There is some overlap between campaigns because they are all set in the same world, so as it evolves in one campaign it also evolves in the others, for the most part. That's particularly true of the home games; my school games sometimes reuse material with a few tweaks.

Keeping track of them isn't hard; I just keep a separate folfer for each in my Google drive.

The time commitment is substantial but, eh, it's one of my passions.
 


Did it back in the younger days. 2 groups, two systems, zero overlap. One was VtM, other was 7th sea. VtM was role play heavy, with politics, plots within plots, every character working with and against other characters. It was blast. Best thing about it was very flexible scheduling. Since they don't really work as a party, i could schedule 1on1 1-1.5 long session with each of the players during the week and then once a month we would have group session. 7th sea one was opposite, action oriented, semi military historically inspired campaign, so i stole lot of "plot" from real world history and tweaked stuff here and there (saved tons of time on prep work). This one was weekly Saturday afternoon game.

Now, i have same D&D group for very long time. Every time we tried to have 2 parallel campaigns, it ended in one or two ways. Either we just like one of them better and just play that one and other one fizzles, or they both fizzle out. More often than not, they would both fizzle out. Not one time did we successfully managed to have 2 parallel campaigns run to any meaningful point in game (so we can say we at least finished something in it). We do have our mega campaign with 3 separate character groups that are all in same setting, around same time (in game), but we play consecutive as in - this year we finish one arc with one group, then next we switch to other arc with other group, etc. It's running since 2013, with couple shorter adventures and one shots all in the same setting ( and with impact to 3 big campaign tracks).
 


Bonus question for the GMs replying, please - out of interest, usually what percentage of your player group is in more than one of your campaigns?
Right now it is the same group of players. My son in college comes and goes to fill out the party. It started at Thanksgiving when he came home and could play that week. Instead of poofing his PC into the ongoing thing, we made new PCs that fit into the ongoing campaign. Partly I wanted to see if the players wanted to do much with the bastion rules and such. It became another game at Christmas and New Year, so now those PCs are more their own campaign.

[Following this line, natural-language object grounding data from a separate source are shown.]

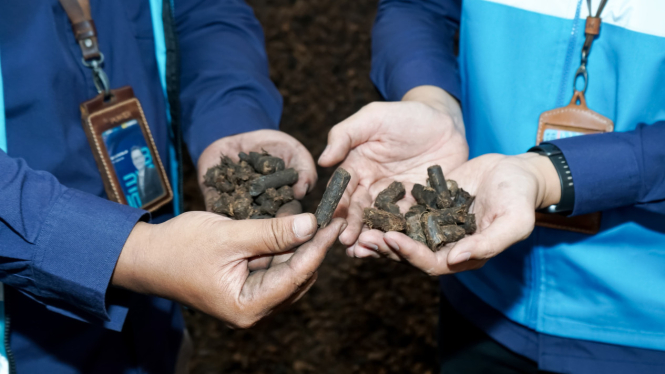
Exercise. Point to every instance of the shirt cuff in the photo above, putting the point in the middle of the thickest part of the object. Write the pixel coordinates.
(78, 248)
(230, 119)
(605, 171)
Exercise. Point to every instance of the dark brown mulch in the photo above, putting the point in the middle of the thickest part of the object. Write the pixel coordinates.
(362, 316)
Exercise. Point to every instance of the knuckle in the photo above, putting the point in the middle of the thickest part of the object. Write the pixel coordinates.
(273, 234)
(243, 323)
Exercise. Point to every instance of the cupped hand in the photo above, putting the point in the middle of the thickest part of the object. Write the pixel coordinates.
(397, 141)
(202, 260)
(508, 190)
(277, 143)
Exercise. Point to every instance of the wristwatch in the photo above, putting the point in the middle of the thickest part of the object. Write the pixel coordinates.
(567, 202)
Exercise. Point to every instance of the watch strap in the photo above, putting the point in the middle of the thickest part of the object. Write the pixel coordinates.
(567, 202)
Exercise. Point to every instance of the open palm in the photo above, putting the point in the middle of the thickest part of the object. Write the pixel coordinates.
(508, 190)
(386, 142)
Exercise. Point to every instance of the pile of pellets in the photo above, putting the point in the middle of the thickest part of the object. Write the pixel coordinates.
(441, 215)
(253, 188)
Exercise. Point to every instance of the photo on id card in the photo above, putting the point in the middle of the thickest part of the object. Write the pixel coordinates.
(133, 164)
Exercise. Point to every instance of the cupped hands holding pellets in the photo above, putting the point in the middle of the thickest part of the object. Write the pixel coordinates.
(388, 147)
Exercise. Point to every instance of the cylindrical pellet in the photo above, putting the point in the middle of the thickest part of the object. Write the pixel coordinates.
(413, 227)
(331, 197)
(437, 180)
(275, 180)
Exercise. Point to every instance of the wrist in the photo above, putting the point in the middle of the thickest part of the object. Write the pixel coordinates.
(549, 183)
(128, 273)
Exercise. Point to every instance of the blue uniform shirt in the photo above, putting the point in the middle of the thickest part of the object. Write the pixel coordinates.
(508, 65)
(59, 237)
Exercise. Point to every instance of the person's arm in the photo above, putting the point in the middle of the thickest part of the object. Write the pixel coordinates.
(59, 246)
(413, 44)
(618, 169)
(609, 171)
(225, 83)
(229, 103)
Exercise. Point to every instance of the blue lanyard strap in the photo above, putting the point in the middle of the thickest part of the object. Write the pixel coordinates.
(3, 124)
(157, 15)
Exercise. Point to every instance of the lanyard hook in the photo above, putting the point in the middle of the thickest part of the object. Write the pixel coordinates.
(99, 77)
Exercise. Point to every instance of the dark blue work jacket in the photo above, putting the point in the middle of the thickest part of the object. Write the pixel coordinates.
(59, 236)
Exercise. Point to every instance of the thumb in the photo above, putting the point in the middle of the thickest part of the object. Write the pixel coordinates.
(276, 235)
(350, 133)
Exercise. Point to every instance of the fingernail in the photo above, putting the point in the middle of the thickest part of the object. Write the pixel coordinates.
(392, 244)
(369, 245)
(303, 226)
(464, 256)
(325, 150)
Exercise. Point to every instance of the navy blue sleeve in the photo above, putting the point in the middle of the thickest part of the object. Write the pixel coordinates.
(413, 45)
(618, 169)
(225, 82)
(59, 246)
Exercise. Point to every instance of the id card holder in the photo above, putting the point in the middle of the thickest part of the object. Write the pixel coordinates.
(125, 151)
(572, 120)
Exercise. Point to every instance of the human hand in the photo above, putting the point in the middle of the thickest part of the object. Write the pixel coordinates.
(277, 143)
(508, 190)
(201, 260)
(385, 142)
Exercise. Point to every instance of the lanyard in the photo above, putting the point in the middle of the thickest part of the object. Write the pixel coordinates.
(591, 30)
(85, 32)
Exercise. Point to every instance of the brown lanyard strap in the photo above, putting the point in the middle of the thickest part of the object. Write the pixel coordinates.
(591, 30)
(85, 33)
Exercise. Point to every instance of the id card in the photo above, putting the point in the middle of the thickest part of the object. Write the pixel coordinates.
(574, 119)
(125, 151)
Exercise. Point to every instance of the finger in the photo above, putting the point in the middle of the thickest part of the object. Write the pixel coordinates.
(373, 239)
(302, 161)
(266, 289)
(503, 232)
(350, 133)
(253, 238)
(259, 263)
(289, 209)
(418, 254)
(362, 251)
(359, 201)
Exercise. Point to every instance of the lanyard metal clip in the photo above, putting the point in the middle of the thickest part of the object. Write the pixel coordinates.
(99, 77)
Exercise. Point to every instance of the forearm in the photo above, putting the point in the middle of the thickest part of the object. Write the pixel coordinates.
(617, 169)
(60, 245)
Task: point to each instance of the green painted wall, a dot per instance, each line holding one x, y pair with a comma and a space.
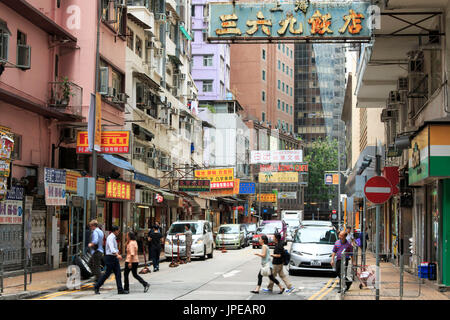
445, 245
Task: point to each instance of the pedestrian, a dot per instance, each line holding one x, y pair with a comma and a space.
96, 249
341, 245
265, 264
112, 257
154, 238
277, 263
188, 240
132, 263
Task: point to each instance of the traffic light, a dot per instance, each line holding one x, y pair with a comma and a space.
365, 164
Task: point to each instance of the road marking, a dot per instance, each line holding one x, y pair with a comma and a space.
321, 290
231, 273
329, 290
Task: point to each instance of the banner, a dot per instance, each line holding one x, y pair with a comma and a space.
278, 177
220, 178
111, 142
55, 187
267, 197
276, 156
194, 185
292, 167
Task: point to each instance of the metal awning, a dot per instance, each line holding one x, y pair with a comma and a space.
118, 162
146, 79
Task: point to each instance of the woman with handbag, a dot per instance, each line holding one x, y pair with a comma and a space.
132, 262
266, 265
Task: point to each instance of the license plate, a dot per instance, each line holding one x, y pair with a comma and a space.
316, 263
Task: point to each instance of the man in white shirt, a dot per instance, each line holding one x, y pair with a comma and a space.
112, 258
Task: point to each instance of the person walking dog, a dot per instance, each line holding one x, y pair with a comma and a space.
266, 265
277, 263
112, 258
132, 263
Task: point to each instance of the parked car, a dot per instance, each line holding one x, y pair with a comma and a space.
270, 228
312, 248
231, 235
202, 239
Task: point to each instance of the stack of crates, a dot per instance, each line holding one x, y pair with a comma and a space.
424, 270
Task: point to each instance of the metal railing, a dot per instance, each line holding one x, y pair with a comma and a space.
27, 264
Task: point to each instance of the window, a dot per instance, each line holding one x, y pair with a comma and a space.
130, 38
207, 61
4, 40
23, 51
138, 49
207, 85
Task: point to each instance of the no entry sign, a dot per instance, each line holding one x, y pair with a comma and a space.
378, 190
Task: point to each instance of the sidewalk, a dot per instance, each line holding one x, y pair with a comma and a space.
413, 289
46, 282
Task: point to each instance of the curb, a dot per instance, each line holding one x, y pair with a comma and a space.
33, 294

Generally my playing groups have been more limited in players the last 20 years or so.
 

Bonus question for the GMs replying, please - out of interest, usually what percentage of your player group is in more than one of your campaigns?
Not many. Maybe 25%, but this can go up a lot depending on things.

I do run a strict game. You miss a session and your house did not explode and I will just drop you from the game. So most players only want to commit to the once a week game. they will grumble that they had planned to water their rose bush for 12 hours...but were "forced by my harsh rule" to stop and come play in the campaign for the full session, as it is.

And I will just about always pick a player with no current game over one that already has a game with me.

In general only the players really obsessed with gaming will play in more then one game.

A lot of the time I will run a game with players that are new to my game style.....quite often they get mad and leave or I kick them out. And that is on top of the 50% that ghost. So, often enough a game will have open slots. I'll have other players come in to fill the slots. Maybe to stay, but often just until a new player is found.

Though it is very common for players to play their "normal" Easy Casual game with their "best friends", and then also play in one of my harsh Hard Fun games too.